I could not get into that at all. I also thought "The Handmaid's Tale" was a terrible book; I don't care what it was about.

As for non-classic literature, "The Deep End of the Ocean" was hands-down the worst book I ever finished. I figured out all the plot twists 50 pages before they happened.
 
Here's one you probably haven't heard of. "My Life as a Teenage Indian"

Some backstory for why I had to read this shit. I was in summerschool one year since I failed one of my English classes in highschool due to not turning in assignments. The teacher had us read this in class, thankfully not at home.

It's about a kid who grows up on a Native American reservation and he goes to highschool somewhere OFF the reservation, and the story is in the first person perspective. I don't remember that much about it but I'll list some things.

-About halfway through his uncle (who I'm pretty sure isn't even mentioned up to this point,) is shot dead by a drunk guy, and the kid draws a fucking Diary of a Wimpy Kid style drawing of the scene.
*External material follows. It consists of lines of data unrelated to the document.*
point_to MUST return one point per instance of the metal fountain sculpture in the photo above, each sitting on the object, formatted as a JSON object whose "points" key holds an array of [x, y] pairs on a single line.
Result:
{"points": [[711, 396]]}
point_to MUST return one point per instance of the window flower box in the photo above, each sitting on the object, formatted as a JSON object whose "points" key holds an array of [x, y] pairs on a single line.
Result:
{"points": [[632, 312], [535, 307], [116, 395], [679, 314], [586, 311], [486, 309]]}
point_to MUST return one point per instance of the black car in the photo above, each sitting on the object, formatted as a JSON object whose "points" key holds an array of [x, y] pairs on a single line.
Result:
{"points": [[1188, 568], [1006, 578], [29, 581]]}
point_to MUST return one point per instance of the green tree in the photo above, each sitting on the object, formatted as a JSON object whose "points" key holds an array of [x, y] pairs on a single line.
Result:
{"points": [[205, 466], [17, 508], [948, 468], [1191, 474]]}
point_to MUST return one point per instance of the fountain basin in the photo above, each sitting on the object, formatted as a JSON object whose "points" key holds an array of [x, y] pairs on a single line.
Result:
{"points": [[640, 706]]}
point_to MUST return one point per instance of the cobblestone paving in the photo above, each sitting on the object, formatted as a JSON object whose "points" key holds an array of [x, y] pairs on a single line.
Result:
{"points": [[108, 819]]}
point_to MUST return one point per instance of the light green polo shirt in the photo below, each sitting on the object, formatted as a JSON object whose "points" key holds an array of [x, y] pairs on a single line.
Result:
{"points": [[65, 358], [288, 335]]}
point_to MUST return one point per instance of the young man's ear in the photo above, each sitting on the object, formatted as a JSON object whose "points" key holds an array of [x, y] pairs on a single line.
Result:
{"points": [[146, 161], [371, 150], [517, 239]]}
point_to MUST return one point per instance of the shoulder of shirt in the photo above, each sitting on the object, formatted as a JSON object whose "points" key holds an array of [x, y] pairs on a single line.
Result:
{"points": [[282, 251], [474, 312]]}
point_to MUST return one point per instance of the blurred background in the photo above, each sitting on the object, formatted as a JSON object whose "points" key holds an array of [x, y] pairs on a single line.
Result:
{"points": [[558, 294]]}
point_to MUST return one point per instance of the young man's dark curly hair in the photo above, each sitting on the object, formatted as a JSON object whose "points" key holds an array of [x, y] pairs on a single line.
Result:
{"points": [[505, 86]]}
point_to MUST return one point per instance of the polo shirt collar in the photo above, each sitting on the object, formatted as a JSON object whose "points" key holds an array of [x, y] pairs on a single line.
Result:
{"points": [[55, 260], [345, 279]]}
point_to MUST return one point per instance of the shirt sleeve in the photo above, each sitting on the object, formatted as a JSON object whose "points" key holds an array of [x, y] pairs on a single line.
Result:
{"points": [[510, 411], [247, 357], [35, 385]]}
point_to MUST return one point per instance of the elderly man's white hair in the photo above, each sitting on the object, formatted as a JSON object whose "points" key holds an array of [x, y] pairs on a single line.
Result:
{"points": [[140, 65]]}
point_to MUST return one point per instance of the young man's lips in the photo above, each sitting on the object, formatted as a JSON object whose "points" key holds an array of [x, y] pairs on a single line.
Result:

-Same old trope of making friends with bullies you stand up to

-Something about a highschool dance

-The worst part, the kid goes on a multiple page tangent on how much he likes to look at magazines he finds and jerk off. I'm not kidding. Keep in mind we read this shit in class.
Are you actually referring to this?

 
Great Gatsby, everyone just kind of sucks.
Came in to say this.

Rightfully deserved to fail for being a book about fucking nothing with no real purpose behind it.

No amount of revisionist Americana history is going to change the fact it only ever gained any sort of windfall was because the American military grabbed the book en masse to hand out to troops as downtime amusement.

To quote from Wikipedia, "When Fitzgerald died in 1940, he believed himself to be a failure and his work forgotten." Good, rest in piss, bozo.
 
It’s epistolary, isn’t it? I really liked the telling, but I read it as a teenager on vacation, so it was a big, fat, spooky tome that lasted a couple days on the beach.

Mansfield Park (Jane Austen) sucks. It’s her weakest book, behind even the freshman effort of Northanger Abbey. People really don’t need to read beyond P&P and Emma, but I recall enjoying Persuasion quite a bit.

Similarly, Great Expectations was a drag, but I loved ATOTC.

All of Alexandre Dumas’ books are good, even the bad ones. No complaints.
I remember it being a series of journal entries each one written by a different character.
I just remember it feeling disjointed.
 
This may not fit but Bram Stoker's Dracula.
I love the story, I just hate reading it.
There is a substack Dracula Daily, that sends the book per log or letter, in the day it was written. Sometimes you don't get any mails for weeks because nothing happens, some days are intense and you get a wall of text every day. But still, the language is really dated, and having it dosed helps. Next round begins in May.
 
Anything by Dean Koontz but especially Twilight Eyes. You know how at the end of the story the heroes have a plan to kill the monster and it all goes horribly wrong and they have to improvise and rely on their hidden strengths to pull off a desperate victory by the skin of their teeth at great cost? Dean Koontz books aren't like that. In his stories the heroes come up with a plan and it works flawlessly the first time with no complications or surprises then they're immediately showered with all the rewards they ever dreamed off and live happily ever after. It sucks.

There was also that YA fantasy novel that I thought would be a cool story about adventurous unicorns and stuff but it turned out to be the saga of a naive girl who keeps stumbling upon people having sex or masturbating and mistakes their howling and writhing for agony and thinks they're being painfully tortured. It was so uncomfortable I think I threw it out, despite the really nice cover art with the unicorn and stuff.